色は匂へど 散りぬるを
大人になると、昔嫌いだったものが好きになったり、好きだったものが嫌いになったりする。
嫌いだったものが好きになるのは、ちょっとだけ嬉しい気持ちになるのに、なぜか好きだったものが嫌いになるのはちょっと苦しさを感じるし、とても残酷だと思う。
私の場合、「匂い」要は香水だったり芳香剤だったり、なんならその人本来が持っている体臭も。本当はまだ、好き。でも、苦い思い出たちが私の好きだったものを嫌いにさせてしまった。「その香り」がするたびに胸が締め付けられる。頭で記憶を思い出すよりも先に、胸がチクッとする。

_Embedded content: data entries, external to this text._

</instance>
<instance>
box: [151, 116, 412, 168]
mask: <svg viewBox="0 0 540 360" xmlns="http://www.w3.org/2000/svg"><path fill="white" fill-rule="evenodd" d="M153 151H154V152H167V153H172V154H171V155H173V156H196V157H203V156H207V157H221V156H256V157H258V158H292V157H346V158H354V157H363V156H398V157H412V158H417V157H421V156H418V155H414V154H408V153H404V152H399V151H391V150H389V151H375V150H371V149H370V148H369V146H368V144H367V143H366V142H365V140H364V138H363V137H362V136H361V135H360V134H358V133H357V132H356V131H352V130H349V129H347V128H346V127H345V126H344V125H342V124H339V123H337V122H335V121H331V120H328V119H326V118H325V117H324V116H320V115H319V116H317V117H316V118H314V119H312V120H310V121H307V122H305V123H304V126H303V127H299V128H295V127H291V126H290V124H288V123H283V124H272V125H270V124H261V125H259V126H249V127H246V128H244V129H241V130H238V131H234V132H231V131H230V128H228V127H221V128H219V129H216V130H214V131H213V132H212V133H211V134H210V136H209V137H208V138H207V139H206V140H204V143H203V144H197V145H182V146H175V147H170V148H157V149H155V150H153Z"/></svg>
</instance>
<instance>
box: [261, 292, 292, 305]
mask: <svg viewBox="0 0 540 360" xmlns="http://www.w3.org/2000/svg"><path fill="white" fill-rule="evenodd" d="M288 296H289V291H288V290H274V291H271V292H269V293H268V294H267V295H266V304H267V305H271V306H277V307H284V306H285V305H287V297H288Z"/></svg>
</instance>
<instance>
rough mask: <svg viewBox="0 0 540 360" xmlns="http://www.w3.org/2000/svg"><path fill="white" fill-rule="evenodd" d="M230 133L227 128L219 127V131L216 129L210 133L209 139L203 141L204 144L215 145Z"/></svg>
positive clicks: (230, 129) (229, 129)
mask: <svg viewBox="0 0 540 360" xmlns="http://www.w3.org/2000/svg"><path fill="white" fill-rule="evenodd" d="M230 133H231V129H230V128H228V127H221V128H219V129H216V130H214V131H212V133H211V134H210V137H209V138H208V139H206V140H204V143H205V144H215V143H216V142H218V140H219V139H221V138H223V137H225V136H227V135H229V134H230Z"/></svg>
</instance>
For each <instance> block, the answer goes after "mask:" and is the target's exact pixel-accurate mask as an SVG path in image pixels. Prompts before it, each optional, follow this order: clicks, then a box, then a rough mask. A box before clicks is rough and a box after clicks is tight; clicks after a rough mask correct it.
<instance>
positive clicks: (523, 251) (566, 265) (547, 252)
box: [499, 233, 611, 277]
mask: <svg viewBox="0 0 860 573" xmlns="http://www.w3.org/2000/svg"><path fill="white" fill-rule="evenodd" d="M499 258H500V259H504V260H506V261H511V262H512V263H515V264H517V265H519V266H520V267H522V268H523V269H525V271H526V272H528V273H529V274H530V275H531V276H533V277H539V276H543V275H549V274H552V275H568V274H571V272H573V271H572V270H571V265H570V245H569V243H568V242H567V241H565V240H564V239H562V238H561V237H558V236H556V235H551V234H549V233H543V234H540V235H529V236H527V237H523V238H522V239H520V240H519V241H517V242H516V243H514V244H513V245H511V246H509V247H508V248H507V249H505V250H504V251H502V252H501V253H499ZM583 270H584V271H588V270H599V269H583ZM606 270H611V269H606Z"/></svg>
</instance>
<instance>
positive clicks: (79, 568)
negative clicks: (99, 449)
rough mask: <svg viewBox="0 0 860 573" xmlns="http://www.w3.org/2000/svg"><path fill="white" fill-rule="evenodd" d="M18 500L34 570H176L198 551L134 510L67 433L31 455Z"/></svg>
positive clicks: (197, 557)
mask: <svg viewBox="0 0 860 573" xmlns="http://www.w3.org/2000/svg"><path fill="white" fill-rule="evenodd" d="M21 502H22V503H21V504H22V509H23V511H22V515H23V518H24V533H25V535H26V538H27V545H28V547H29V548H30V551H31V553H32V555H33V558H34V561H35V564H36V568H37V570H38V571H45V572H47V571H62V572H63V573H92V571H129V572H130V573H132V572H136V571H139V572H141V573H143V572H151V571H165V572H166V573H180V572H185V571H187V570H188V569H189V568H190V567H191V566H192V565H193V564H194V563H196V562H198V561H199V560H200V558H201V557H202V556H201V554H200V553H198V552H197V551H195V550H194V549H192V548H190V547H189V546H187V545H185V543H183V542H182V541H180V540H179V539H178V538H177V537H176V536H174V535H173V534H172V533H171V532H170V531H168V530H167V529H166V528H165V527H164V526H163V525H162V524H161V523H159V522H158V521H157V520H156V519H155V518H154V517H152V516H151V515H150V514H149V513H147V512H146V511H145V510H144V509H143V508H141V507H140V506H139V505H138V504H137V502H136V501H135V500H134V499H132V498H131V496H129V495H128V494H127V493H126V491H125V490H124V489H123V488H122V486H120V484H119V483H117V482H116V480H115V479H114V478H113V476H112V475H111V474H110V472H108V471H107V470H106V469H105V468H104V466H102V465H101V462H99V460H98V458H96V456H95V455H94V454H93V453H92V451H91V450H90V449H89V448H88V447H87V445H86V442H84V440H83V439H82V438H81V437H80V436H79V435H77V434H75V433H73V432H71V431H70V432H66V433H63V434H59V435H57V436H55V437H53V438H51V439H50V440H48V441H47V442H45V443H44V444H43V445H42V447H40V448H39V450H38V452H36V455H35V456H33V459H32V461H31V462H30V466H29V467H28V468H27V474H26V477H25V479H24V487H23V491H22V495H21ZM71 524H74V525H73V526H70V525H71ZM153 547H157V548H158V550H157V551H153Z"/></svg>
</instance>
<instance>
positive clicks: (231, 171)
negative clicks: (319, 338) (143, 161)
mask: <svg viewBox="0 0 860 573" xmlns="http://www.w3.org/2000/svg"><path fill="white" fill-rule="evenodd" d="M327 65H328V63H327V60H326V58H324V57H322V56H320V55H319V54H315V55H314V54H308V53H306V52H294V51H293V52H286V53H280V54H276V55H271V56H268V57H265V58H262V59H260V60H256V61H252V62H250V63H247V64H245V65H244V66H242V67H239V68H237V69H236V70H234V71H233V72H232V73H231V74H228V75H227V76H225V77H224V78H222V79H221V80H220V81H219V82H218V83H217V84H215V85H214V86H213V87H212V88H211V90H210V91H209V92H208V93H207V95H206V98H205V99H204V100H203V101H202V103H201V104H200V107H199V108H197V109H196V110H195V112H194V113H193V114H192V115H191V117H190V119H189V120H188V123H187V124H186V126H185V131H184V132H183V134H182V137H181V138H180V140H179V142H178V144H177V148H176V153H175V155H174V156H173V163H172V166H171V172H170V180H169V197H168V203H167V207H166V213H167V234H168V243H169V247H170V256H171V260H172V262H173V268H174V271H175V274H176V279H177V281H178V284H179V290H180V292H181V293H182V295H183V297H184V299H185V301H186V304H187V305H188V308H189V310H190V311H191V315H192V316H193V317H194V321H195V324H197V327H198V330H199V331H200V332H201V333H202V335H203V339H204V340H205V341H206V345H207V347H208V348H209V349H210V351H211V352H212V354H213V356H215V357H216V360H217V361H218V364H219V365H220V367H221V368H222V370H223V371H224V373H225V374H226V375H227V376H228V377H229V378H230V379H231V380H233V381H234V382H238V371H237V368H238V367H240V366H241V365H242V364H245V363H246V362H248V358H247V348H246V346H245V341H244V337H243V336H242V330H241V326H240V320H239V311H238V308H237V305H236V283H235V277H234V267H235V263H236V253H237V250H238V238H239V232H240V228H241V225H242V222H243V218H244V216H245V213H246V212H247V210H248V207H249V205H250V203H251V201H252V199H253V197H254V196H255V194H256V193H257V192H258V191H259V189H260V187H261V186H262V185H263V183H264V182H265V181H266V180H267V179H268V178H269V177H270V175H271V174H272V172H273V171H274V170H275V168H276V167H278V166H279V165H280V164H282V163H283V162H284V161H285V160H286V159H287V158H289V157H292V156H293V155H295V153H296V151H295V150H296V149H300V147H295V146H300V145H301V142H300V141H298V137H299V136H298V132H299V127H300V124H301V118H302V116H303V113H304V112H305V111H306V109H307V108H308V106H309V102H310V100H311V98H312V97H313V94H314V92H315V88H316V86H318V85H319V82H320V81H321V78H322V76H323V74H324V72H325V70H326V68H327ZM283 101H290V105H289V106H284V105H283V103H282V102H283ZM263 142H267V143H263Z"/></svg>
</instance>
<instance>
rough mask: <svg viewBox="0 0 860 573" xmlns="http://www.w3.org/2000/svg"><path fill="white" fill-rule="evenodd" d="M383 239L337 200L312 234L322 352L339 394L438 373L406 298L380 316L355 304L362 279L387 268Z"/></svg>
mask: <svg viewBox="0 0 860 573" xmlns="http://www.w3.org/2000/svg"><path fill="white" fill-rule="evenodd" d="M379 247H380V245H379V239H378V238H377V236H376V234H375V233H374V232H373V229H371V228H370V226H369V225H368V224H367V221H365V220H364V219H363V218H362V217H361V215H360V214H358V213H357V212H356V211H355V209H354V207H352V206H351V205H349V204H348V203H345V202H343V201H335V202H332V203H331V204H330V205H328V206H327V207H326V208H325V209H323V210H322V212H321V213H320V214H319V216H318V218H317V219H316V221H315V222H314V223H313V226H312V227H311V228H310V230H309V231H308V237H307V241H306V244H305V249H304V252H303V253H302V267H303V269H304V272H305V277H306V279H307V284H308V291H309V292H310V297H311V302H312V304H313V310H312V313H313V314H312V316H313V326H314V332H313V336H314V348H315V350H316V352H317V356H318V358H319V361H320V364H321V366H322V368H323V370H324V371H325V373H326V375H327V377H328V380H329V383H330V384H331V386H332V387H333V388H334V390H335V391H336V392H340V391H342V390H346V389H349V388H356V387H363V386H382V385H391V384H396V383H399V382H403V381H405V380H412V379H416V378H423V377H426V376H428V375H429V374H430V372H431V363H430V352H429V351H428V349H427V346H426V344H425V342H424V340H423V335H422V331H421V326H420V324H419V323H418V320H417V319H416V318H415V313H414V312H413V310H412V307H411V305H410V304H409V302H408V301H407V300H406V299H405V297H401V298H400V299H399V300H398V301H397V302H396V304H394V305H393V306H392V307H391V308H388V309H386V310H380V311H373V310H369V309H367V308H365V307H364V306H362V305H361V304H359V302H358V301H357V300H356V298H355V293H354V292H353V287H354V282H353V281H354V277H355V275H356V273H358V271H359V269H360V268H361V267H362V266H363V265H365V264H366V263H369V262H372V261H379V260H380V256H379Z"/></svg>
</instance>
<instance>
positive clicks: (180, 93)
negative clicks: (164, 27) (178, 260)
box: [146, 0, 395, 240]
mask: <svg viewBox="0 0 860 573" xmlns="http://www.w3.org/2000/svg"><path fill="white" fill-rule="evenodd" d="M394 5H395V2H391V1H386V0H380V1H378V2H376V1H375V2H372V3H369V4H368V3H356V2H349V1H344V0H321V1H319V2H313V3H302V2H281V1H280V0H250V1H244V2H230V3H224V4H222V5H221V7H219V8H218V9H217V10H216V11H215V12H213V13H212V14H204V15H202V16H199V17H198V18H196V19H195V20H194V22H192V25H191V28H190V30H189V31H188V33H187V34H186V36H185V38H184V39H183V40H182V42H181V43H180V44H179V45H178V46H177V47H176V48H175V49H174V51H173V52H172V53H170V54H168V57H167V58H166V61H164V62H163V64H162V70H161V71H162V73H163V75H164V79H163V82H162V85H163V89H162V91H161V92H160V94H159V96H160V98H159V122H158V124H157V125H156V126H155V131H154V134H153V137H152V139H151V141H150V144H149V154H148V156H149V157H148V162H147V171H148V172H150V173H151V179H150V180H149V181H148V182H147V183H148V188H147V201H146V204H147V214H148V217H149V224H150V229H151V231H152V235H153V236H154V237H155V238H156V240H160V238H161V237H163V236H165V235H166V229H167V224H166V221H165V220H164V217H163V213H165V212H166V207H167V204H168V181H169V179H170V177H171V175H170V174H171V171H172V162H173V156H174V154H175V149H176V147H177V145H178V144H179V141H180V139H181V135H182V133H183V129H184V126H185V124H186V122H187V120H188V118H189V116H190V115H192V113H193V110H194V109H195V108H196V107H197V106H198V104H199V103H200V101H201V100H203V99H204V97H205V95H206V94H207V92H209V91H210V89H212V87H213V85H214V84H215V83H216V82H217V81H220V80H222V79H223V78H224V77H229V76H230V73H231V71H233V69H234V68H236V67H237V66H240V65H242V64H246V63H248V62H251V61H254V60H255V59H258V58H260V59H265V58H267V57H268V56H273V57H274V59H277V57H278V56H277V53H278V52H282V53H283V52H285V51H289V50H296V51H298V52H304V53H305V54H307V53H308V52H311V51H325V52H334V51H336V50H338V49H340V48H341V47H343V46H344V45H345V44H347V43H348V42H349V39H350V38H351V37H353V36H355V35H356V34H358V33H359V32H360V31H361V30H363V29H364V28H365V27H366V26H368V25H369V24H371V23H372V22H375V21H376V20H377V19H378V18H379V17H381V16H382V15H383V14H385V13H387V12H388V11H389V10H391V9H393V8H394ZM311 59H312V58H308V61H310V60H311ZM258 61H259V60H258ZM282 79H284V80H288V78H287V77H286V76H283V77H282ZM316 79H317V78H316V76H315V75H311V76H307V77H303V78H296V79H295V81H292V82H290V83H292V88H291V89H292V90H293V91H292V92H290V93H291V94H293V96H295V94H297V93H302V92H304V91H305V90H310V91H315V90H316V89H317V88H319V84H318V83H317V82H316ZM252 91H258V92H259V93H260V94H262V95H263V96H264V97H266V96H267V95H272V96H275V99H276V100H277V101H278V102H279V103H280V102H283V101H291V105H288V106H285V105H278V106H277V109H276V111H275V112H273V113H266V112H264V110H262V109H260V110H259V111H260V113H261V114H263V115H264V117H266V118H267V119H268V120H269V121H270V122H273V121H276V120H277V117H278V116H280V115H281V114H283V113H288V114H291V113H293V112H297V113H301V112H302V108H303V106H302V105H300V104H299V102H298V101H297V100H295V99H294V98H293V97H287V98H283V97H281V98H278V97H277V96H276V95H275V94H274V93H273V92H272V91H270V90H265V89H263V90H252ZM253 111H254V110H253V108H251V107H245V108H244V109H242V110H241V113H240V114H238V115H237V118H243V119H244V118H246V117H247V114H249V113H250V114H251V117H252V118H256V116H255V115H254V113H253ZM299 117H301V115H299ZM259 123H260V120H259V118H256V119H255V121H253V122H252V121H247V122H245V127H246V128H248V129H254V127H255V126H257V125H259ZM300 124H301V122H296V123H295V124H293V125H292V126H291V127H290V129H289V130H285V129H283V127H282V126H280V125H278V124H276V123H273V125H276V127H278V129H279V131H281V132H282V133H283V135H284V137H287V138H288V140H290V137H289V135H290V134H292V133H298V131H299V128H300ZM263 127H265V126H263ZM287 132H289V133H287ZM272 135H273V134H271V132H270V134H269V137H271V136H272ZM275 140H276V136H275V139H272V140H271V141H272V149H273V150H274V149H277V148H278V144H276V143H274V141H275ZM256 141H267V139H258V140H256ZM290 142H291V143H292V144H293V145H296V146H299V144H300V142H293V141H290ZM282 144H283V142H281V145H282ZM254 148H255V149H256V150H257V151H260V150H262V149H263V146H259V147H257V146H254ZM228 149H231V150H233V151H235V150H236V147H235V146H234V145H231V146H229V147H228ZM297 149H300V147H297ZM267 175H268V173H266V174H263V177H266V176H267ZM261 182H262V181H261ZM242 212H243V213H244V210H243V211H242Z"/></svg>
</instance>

パブロフの犬みたいに、無意識に。
好き「だった」人がつけていた香水は、辛い気持ちを最も簡単に思い出させるから嫌いになった。好きな匂いのはずなのに、嫌いにならざるを得なかった。正直、すごく、すごく悲しい。
まるで、ラーメンが好きでラーメン屋で働き始めたはいいものの、毎日ラーメンを見てそこで働きすぎたせいで嫌いになった、みたいな感覚。
でもきっとこの感覚って匂いだけじゃなくて全ての思い出に総じて言える。嗅覚、視覚、味覚、触覚。場所や味、肌の感触とか。一瞬にしてリコールされると、「ああ、この記憶は私の脳が覚えていたいと、大事にしている記憶なんだな」と思う。
カナダでは日本よりも先に「Insideout 2(邦題:インサイド・ヘッド2)」が公開されて、先日レイトショーを一人で観に行った。2は1よりも大人に刺さるな、というか大人なら誰もが通ってきた葛藤の時期の頭の中を描いていて、グッとくる場面があった。どの感情も自分を構築していく上では欠かせなくて、たまに自分のことが嫌いになるようなことがあっても、それも含めて自分の感情なんだと。
だから、思い出が詰まった匂いを嗅いで心がギュッとなることがあっても、それも私の経験してきた大事な想いなんだなと思うようになった。
頑張ってまた、一日一日を乗り越えていきましょう。